Sur le terrain, la nuance est pourtant claire et partagée par la quasi-totalité des experts du renseignement et des sociologues du fait religieux. L’islam, en tant que foi pratiquée par des millions d’Européens dans le respect des cadres légaux — comme le rappelle la Convention européenne des droits de l’homme sur la liberté de religion —, s’inscrit pleinement dans nos démocraties. La menace ne provient pas de la spiritualité, mais de sa captation idéologique. L’islamisme vise un objectif bien distinct : substituer les normes religieuses aux lois civiles et éroder le socle des valeurs républicaines.

La stratégie de l’entrisme et du déni

Pendant longtemps, la réponse publique a souffert d’une forme d’amnésie ou de prudence excessive. Par crainte d’alimenter les amalgames, de nombreuses institutions ont préféré détourner le regard face à des signaux faibles pourtant explicites. En France, les travaux parlementaires, notamment le rapport du Sénat sur la radicalisation islamiste, ont documenté cette stratégie d’entrisme qui s’attaque à l’école publique, aux associations locales et à la laïcité.

Or, les enquêtes de terrain révèlent un effet pervers direct à cette politique du silence. En refusant de nommer et de combattre fermement l’extrémisme religieux, les pouvoirs publics n’ont fait qu’offrir un terrain fertile aux idéologues. Pour les réseaux radicaux, chaque hésitation institutionnelle est perçue comme un signe d’acceptation ou de faiblesse.

Le double piège politique

Cette passivité produit un second impact délétère sur le climat social. En abandonnant le sujet du contrôle de l’extrémisme par crainte du débat passionné, les partis gouvernementaux ont laissé le champ libre aux mouvements populistes.

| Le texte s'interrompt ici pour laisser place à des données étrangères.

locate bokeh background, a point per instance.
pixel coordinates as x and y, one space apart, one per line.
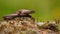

Ces derniers exploitent le vide laissé par le déni pour attiser les tensions identitaires et la méfiance envers l’ensemble des citoyens de foi musulmane.

À l’inverse, les dispositifs de prévention et de lutte contre la radicalisation mis en avant par le ministère de l’Intérieur montrent une tout autre réalité : la fermeté à l’égard de l’islamisme politique constitue le meilleur rempart pour protéger la liberté de culte. C’est en neutralisant l’influence des réseaux radicaux que l’on garantit la sérénité des pratiquants qui refusent le rigorisme idéologique.

Face à ce constat, l’Europe se trouve à un tournant. Le combat contre l’extrémisme ne nécessite pas un renoncement à nos principes, mais leur application rigoureuse : réaffirmation de la laïcité, contrôle strict des financements et fermeté judiciaire. Le refus du déni apparaît désormais comme la première condition de la cohésion nationale.